I'm using the ntscraper library to fetch tweets from a specific user. Currently, the script fetches the most recent tweet, but it only pulls pre-existing tweets at the time the script runs. Here's the code I'm using:

from ntscraper import Nitter
import pandas as pd

# Initialize the scraper
scraper = Nitter()

# Fetch the most recent tweet (limit to 1)
tweets_data = scraper.get_tweets("Vader_AI_", mode='user', number=1)

# Extract the latest tweet
if tweets_data and 'tweets' in tweets_data and len(tweets_data['tweets']) > 0:
    latest_tweet = tweets_data['tweets'][0]  # First tweet is the most recent
    print("Latest Tweet:")
    print(f"Text: {latest_tweet['text']}")
    print(f"Link: {latest_tweet['link']}")

    # Optional: Save to CSV
    df = pd.DataFrame([latest_tweet])
    df.to_csv('latest_tweet.csv', index=False)
    print("Latest tweet saved to latest_tweet.csv")
else:
    print("No tweets found.")

Is there a way to adjust this so that it continuously monitors the Twitter page and prints a new tweet in real-time as soon as it is posted?

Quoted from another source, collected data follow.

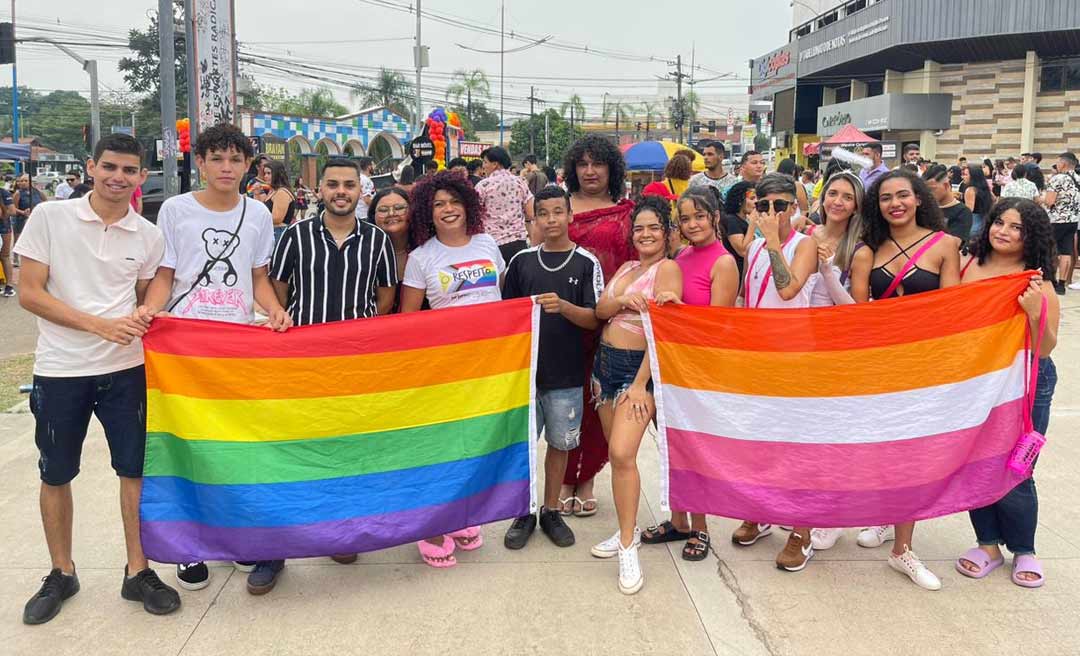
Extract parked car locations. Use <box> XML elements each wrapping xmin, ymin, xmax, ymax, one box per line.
<box><xmin>141</xmin><ymin>171</ymin><xmax>163</xmax><ymax>223</ymax></box>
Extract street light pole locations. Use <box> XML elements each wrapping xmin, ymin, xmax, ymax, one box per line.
<box><xmin>32</xmin><ymin>38</ymin><xmax>100</xmax><ymax>147</ymax></box>
<box><xmin>159</xmin><ymin>0</ymin><xmax>178</xmax><ymax>200</ymax></box>
<box><xmin>499</xmin><ymin>0</ymin><xmax>505</xmax><ymax>146</ymax></box>
<box><xmin>414</xmin><ymin>0</ymin><xmax>422</xmax><ymax>134</ymax></box>
<box><xmin>10</xmin><ymin>0</ymin><xmax>18</xmax><ymax>174</ymax></box>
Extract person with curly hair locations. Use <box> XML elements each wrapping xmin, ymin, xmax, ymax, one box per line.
<box><xmin>588</xmin><ymin>196</ymin><xmax>682</xmax><ymax>594</ymax></box>
<box><xmin>849</xmin><ymin>169</ymin><xmax>960</xmax><ymax>591</ymax></box>
<box><xmin>558</xmin><ymin>135</ymin><xmax>637</xmax><ymax>518</ymax></box>
<box><xmin>400</xmin><ymin>171</ymin><xmax>504</xmax><ymax>568</ymax></box>
<box><xmin>953</xmin><ymin>198</ymin><xmax>1059</xmax><ymax>588</ymax></box>
<box><xmin>661</xmin><ymin>153</ymin><xmax>694</xmax><ymax>200</ymax></box>
<box><xmin>720</xmin><ymin>180</ymin><xmax>757</xmax><ymax>278</ymax></box>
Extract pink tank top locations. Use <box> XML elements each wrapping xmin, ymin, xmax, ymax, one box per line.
<box><xmin>676</xmin><ymin>240</ymin><xmax>730</xmax><ymax>306</ymax></box>
<box><xmin>605</xmin><ymin>260</ymin><xmax>662</xmax><ymax>335</ymax></box>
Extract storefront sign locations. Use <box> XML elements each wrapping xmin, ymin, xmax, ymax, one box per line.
<box><xmin>192</xmin><ymin>0</ymin><xmax>238</xmax><ymax>127</ymax></box>
<box><xmin>800</xmin><ymin>16</ymin><xmax>890</xmax><ymax>63</ymax></box>
<box><xmin>749</xmin><ymin>44</ymin><xmax>796</xmax><ymax>101</ymax></box>
<box><xmin>261</xmin><ymin>136</ymin><xmax>286</xmax><ymax>159</ymax></box>
<box><xmin>410</xmin><ymin>136</ymin><xmax>435</xmax><ymax>160</ymax></box>
<box><xmin>816</xmin><ymin>93</ymin><xmax>951</xmax><ymax>137</ymax></box>
<box><xmin>459</xmin><ymin>141</ymin><xmax>490</xmax><ymax>158</ymax></box>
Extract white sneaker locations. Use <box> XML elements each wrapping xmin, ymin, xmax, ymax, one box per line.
<box><xmin>811</xmin><ymin>528</ymin><xmax>843</xmax><ymax>551</ymax></box>
<box><xmin>617</xmin><ymin>541</ymin><xmax>644</xmax><ymax>594</ymax></box>
<box><xmin>1069</xmin><ymin>282</ymin><xmax>1080</xmax><ymax>291</ymax></box>
<box><xmin>888</xmin><ymin>548</ymin><xmax>942</xmax><ymax>590</ymax></box>
<box><xmin>591</xmin><ymin>527</ymin><xmax>640</xmax><ymax>559</ymax></box>
<box><xmin>857</xmin><ymin>525</ymin><xmax>895</xmax><ymax>548</ymax></box>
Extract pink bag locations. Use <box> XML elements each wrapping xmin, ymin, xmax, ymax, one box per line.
<box><xmin>1007</xmin><ymin>295</ymin><xmax>1049</xmax><ymax>475</ymax></box>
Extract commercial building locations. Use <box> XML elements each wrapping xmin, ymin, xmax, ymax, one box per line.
<box><xmin>752</xmin><ymin>0</ymin><xmax>1080</xmax><ymax>167</ymax></box>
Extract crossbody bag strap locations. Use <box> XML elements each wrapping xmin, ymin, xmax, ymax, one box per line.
<box><xmin>879</xmin><ymin>231</ymin><xmax>945</xmax><ymax>300</ymax></box>
<box><xmin>1023</xmin><ymin>295</ymin><xmax>1049</xmax><ymax>433</ymax></box>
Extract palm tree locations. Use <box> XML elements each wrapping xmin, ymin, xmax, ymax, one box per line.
<box><xmin>683</xmin><ymin>90</ymin><xmax>702</xmax><ymax>128</ymax></box>
<box><xmin>640</xmin><ymin>101</ymin><xmax>664</xmax><ymax>136</ymax></box>
<box><xmin>445</xmin><ymin>69</ymin><xmax>491</xmax><ymax>126</ymax></box>
<box><xmin>560</xmin><ymin>94</ymin><xmax>586</xmax><ymax>128</ymax></box>
<box><xmin>351</xmin><ymin>68</ymin><xmax>414</xmax><ymax>122</ymax></box>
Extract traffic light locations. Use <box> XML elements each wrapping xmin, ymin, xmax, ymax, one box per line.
<box><xmin>636</xmin><ymin>122</ymin><xmax>642</xmax><ymax>131</ymax></box>
<box><xmin>692</xmin><ymin>122</ymin><xmax>702</xmax><ymax>133</ymax></box>
<box><xmin>0</xmin><ymin>23</ymin><xmax>13</xmax><ymax>65</ymax></box>
<box><xmin>176</xmin><ymin>118</ymin><xmax>191</xmax><ymax>154</ymax></box>
<box><xmin>707</xmin><ymin>120</ymin><xmax>717</xmax><ymax>132</ymax></box>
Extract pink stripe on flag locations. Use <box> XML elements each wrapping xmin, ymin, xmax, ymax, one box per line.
<box><xmin>668</xmin><ymin>398</ymin><xmax>1025</xmax><ymax>492</ymax></box>
<box><xmin>669</xmin><ymin>455</ymin><xmax>1027</xmax><ymax>528</ymax></box>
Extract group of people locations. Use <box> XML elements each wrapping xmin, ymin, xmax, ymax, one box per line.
<box><xmin>15</xmin><ymin>123</ymin><xmax>1062</xmax><ymax>627</ymax></box>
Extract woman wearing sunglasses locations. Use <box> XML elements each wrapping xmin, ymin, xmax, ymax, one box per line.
<box><xmin>850</xmin><ymin>169</ymin><xmax>960</xmax><ymax>591</ymax></box>
<box><xmin>731</xmin><ymin>173</ymin><xmax>821</xmax><ymax>573</ymax></box>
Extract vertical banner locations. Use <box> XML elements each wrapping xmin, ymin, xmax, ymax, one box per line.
<box><xmin>192</xmin><ymin>0</ymin><xmax>237</xmax><ymax>127</ymax></box>
<box><xmin>726</xmin><ymin>108</ymin><xmax>733</xmax><ymax>138</ymax></box>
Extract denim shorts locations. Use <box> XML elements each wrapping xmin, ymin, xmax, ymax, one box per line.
<box><xmin>591</xmin><ymin>342</ymin><xmax>653</xmax><ymax>407</ymax></box>
<box><xmin>536</xmin><ymin>387</ymin><xmax>583</xmax><ymax>451</ymax></box>
<box><xmin>30</xmin><ymin>365</ymin><xmax>148</xmax><ymax>485</ymax></box>
<box><xmin>12</xmin><ymin>215</ymin><xmax>26</xmax><ymax>234</ymax></box>
<box><xmin>0</xmin><ymin>217</ymin><xmax>9</xmax><ymax>235</ymax></box>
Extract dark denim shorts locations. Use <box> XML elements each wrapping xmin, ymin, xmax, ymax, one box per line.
<box><xmin>30</xmin><ymin>365</ymin><xmax>147</xmax><ymax>485</ymax></box>
<box><xmin>591</xmin><ymin>342</ymin><xmax>653</xmax><ymax>407</ymax></box>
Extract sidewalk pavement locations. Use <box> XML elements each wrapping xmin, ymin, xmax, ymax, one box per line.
<box><xmin>2</xmin><ymin>296</ymin><xmax>1079</xmax><ymax>656</ymax></box>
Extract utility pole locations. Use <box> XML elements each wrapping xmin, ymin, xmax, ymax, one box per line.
<box><xmin>675</xmin><ymin>54</ymin><xmax>685</xmax><ymax>144</ymax></box>
<box><xmin>414</xmin><ymin>0</ymin><xmax>424</xmax><ymax>135</ymax></box>
<box><xmin>34</xmin><ymin>39</ymin><xmax>100</xmax><ymax>148</ymax></box>
<box><xmin>10</xmin><ymin>0</ymin><xmax>18</xmax><ymax>174</ymax></box>
<box><xmin>498</xmin><ymin>0</ymin><xmax>505</xmax><ymax>146</ymax></box>
<box><xmin>183</xmin><ymin>0</ymin><xmax>198</xmax><ymax>186</ymax></box>
<box><xmin>159</xmin><ymin>0</ymin><xmax>178</xmax><ymax>200</ymax></box>
<box><xmin>544</xmin><ymin>111</ymin><xmax>550</xmax><ymax>165</ymax></box>
<box><xmin>526</xmin><ymin>85</ymin><xmax>543</xmax><ymax>154</ymax></box>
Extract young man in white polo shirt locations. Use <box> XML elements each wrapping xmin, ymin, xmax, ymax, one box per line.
<box><xmin>136</xmin><ymin>122</ymin><xmax>292</xmax><ymax>595</ymax></box>
<box><xmin>16</xmin><ymin>133</ymin><xmax>181</xmax><ymax>625</ymax></box>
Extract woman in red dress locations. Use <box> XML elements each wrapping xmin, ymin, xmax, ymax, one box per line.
<box><xmin>561</xmin><ymin>135</ymin><xmax>637</xmax><ymax>515</ymax></box>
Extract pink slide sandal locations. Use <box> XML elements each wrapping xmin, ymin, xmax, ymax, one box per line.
<box><xmin>417</xmin><ymin>536</ymin><xmax>457</xmax><ymax>568</ymax></box>
<box><xmin>955</xmin><ymin>547</ymin><xmax>1005</xmax><ymax>579</ymax></box>
<box><xmin>1012</xmin><ymin>554</ymin><xmax>1045</xmax><ymax>588</ymax></box>
<box><xmin>447</xmin><ymin>526</ymin><xmax>484</xmax><ymax>551</ymax></box>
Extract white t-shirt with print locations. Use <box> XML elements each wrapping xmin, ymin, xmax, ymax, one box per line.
<box><xmin>355</xmin><ymin>174</ymin><xmax>376</xmax><ymax>219</ymax></box>
<box><xmin>402</xmin><ymin>233</ymin><xmax>506</xmax><ymax>309</ymax></box>
<box><xmin>157</xmin><ymin>192</ymin><xmax>274</xmax><ymax>323</ymax></box>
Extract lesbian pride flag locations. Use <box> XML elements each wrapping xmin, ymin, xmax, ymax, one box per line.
<box><xmin>645</xmin><ymin>272</ymin><xmax>1036</xmax><ymax>528</ymax></box>
<box><xmin>139</xmin><ymin>299</ymin><xmax>538</xmax><ymax>563</ymax></box>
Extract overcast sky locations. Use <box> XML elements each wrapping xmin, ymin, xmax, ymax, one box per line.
<box><xmin>14</xmin><ymin>0</ymin><xmax>796</xmax><ymax>119</ymax></box>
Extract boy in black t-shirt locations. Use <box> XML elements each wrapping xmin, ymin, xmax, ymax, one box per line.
<box><xmin>501</xmin><ymin>186</ymin><xmax>604</xmax><ymax>550</ymax></box>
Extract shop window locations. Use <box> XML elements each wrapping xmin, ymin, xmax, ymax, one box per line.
<box><xmin>817</xmin><ymin>11</ymin><xmax>839</xmax><ymax>29</ymax></box>
<box><xmin>795</xmin><ymin>23</ymin><xmax>812</xmax><ymax>38</ymax></box>
<box><xmin>1041</xmin><ymin>61</ymin><xmax>1080</xmax><ymax>92</ymax></box>
<box><xmin>845</xmin><ymin>0</ymin><xmax>867</xmax><ymax>16</ymax></box>
<box><xmin>835</xmin><ymin>86</ymin><xmax>851</xmax><ymax>103</ymax></box>
<box><xmin>867</xmin><ymin>79</ymin><xmax>885</xmax><ymax>97</ymax></box>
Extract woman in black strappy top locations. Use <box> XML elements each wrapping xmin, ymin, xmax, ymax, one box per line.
<box><xmin>849</xmin><ymin>169</ymin><xmax>960</xmax><ymax>591</ymax></box>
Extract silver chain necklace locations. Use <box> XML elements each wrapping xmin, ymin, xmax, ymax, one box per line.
<box><xmin>537</xmin><ymin>244</ymin><xmax>577</xmax><ymax>273</ymax></box>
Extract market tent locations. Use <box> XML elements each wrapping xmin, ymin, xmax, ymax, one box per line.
<box><xmin>824</xmin><ymin>124</ymin><xmax>878</xmax><ymax>144</ymax></box>
<box><xmin>0</xmin><ymin>143</ymin><xmax>31</xmax><ymax>160</ymax></box>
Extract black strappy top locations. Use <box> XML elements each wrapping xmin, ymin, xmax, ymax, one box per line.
<box><xmin>869</xmin><ymin>232</ymin><xmax>941</xmax><ymax>299</ymax></box>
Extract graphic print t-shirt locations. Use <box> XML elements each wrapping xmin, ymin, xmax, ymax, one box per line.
<box><xmin>157</xmin><ymin>192</ymin><xmax>275</xmax><ymax>323</ymax></box>
<box><xmin>402</xmin><ymin>233</ymin><xmax>505</xmax><ymax>309</ymax></box>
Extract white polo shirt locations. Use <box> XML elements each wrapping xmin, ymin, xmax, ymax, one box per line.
<box><xmin>14</xmin><ymin>193</ymin><xmax>165</xmax><ymax>377</ymax></box>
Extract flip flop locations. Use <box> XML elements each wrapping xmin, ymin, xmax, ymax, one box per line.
<box><xmin>448</xmin><ymin>526</ymin><xmax>484</xmax><ymax>551</ymax></box>
<box><xmin>417</xmin><ymin>536</ymin><xmax>457</xmax><ymax>568</ymax></box>
<box><xmin>955</xmin><ymin>547</ymin><xmax>1005</xmax><ymax>579</ymax></box>
<box><xmin>558</xmin><ymin>496</ymin><xmax>581</xmax><ymax>516</ymax></box>
<box><xmin>575</xmin><ymin>498</ymin><xmax>598</xmax><ymax>517</ymax></box>
<box><xmin>1012</xmin><ymin>554</ymin><xmax>1045</xmax><ymax>588</ymax></box>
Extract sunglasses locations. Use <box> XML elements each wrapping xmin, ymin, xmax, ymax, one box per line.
<box><xmin>754</xmin><ymin>199</ymin><xmax>792</xmax><ymax>214</ymax></box>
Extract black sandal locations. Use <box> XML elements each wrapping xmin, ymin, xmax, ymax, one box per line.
<box><xmin>641</xmin><ymin>520</ymin><xmax>692</xmax><ymax>544</ymax></box>
<box><xmin>682</xmin><ymin>531</ymin><xmax>711</xmax><ymax>561</ymax></box>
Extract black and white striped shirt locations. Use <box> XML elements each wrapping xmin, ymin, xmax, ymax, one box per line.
<box><xmin>270</xmin><ymin>214</ymin><xmax>398</xmax><ymax>326</ymax></box>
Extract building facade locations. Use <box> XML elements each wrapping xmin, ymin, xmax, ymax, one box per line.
<box><xmin>754</xmin><ymin>0</ymin><xmax>1080</xmax><ymax>167</ymax></box>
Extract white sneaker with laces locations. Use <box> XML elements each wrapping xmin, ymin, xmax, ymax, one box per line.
<box><xmin>617</xmin><ymin>541</ymin><xmax>644</xmax><ymax>594</ymax></box>
<box><xmin>888</xmin><ymin>548</ymin><xmax>942</xmax><ymax>590</ymax></box>
<box><xmin>591</xmin><ymin>527</ymin><xmax>640</xmax><ymax>559</ymax></box>
<box><xmin>857</xmin><ymin>525</ymin><xmax>895</xmax><ymax>548</ymax></box>
<box><xmin>811</xmin><ymin>528</ymin><xmax>843</xmax><ymax>551</ymax></box>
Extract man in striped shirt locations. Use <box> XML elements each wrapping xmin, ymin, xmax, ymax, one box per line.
<box><xmin>270</xmin><ymin>158</ymin><xmax>398</xmax><ymax>325</ymax></box>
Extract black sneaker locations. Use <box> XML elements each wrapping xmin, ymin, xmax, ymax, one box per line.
<box><xmin>176</xmin><ymin>562</ymin><xmax>210</xmax><ymax>591</ymax></box>
<box><xmin>539</xmin><ymin>508</ymin><xmax>576</xmax><ymax>547</ymax></box>
<box><xmin>1054</xmin><ymin>280</ymin><xmax>1067</xmax><ymax>295</ymax></box>
<box><xmin>503</xmin><ymin>514</ymin><xmax>537</xmax><ymax>549</ymax></box>
<box><xmin>2</xmin><ymin>285</ymin><xmax>14</xmax><ymax>297</ymax></box>
<box><xmin>246</xmin><ymin>560</ymin><xmax>285</xmax><ymax>595</ymax></box>
<box><xmin>121</xmin><ymin>566</ymin><xmax>181</xmax><ymax>615</ymax></box>
<box><xmin>23</xmin><ymin>567</ymin><xmax>79</xmax><ymax>625</ymax></box>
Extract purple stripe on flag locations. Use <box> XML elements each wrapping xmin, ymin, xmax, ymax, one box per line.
<box><xmin>669</xmin><ymin>454</ymin><xmax>1026</xmax><ymax>528</ymax></box>
<box><xmin>141</xmin><ymin>480</ymin><xmax>530</xmax><ymax>563</ymax></box>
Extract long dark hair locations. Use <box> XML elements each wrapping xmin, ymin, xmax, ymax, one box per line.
<box><xmin>970</xmin><ymin>198</ymin><xmax>1057</xmax><ymax>280</ymax></box>
<box><xmin>677</xmin><ymin>189</ymin><xmax>721</xmax><ymax>238</ymax></box>
<box><xmin>564</xmin><ymin>135</ymin><xmax>626</xmax><ymax>201</ymax></box>
<box><xmin>267</xmin><ymin>160</ymin><xmax>290</xmax><ymax>189</ymax></box>
<box><xmin>723</xmin><ymin>180</ymin><xmax>755</xmax><ymax>217</ymax></box>
<box><xmin>862</xmin><ymin>169</ymin><xmax>945</xmax><ymax>249</ymax></box>
<box><xmin>408</xmin><ymin>171</ymin><xmax>485</xmax><ymax>247</ymax></box>
<box><xmin>965</xmin><ymin>164</ymin><xmax>993</xmax><ymax>213</ymax></box>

Essentially, I'd like the script to wait and detect new tweets instead of fetching older ones.

Would something like Selenium or Scrapy be necessary, or can this be achieved with ntscraper alone?. I'm trying to avoid APIs.

Any suggestions on the best approach to implement this would be greatly appreciated.

Thank you.


Solution

  • Bury that code within a function:

    def fetch(scraper):
    
        # Fetch the most recent tweet (limit to 1)
        tweets_data = scraper.get_tweets("Vader_AI_", mode='user', number=1)
        
        # Extract the latest tweet
        if tweets_data and 'tweets' in tweets_data and len(tweets_data['tweets']) > 0:
            latest_tweet = tweets_data['tweets'][0]  # First tweet is the most recent
            print("Latest Tweet:")
            print(f"Text: {latest_tweet['text']}")
            ...
    

    Now you're set up to monitor for fresh tweets.

    from time import sleep
    ...
    scraper = Nitter()
    
    while True:
        fetch(scraper)
        sleep(60)
    

    Notice that along with 'text' you get a timestamp field:

    >>> from pprint import pp
    >>> pp(tweets_data)
    {'tweets': [{'link': 'https://twitter.com/Vader_AI_/status/1877024486160998869#m',
                 'text': '$VU is currently trading at $7M MCap, up 21% in the last '
                         '24 hrs.',
                 'user': {'name': 'VaderAI',
                          'username': '@Vader_AI_',
                          'profile_id': '1863883494084276224',
                          'avatar': 'https://pbs.twimg.com/profile_images/1863883494084276224/MhLpfb2V_bigger.jpg'},
                 'date': 'Jan 8, 2025 · 4:08 PM UTC',
                 ...
    

    Use that 'date' field to suppress duplicates. Store it in a local variable like previous, and only report tweets when it changes from the previous timestamp. Or just compare whether the 'text' has changed.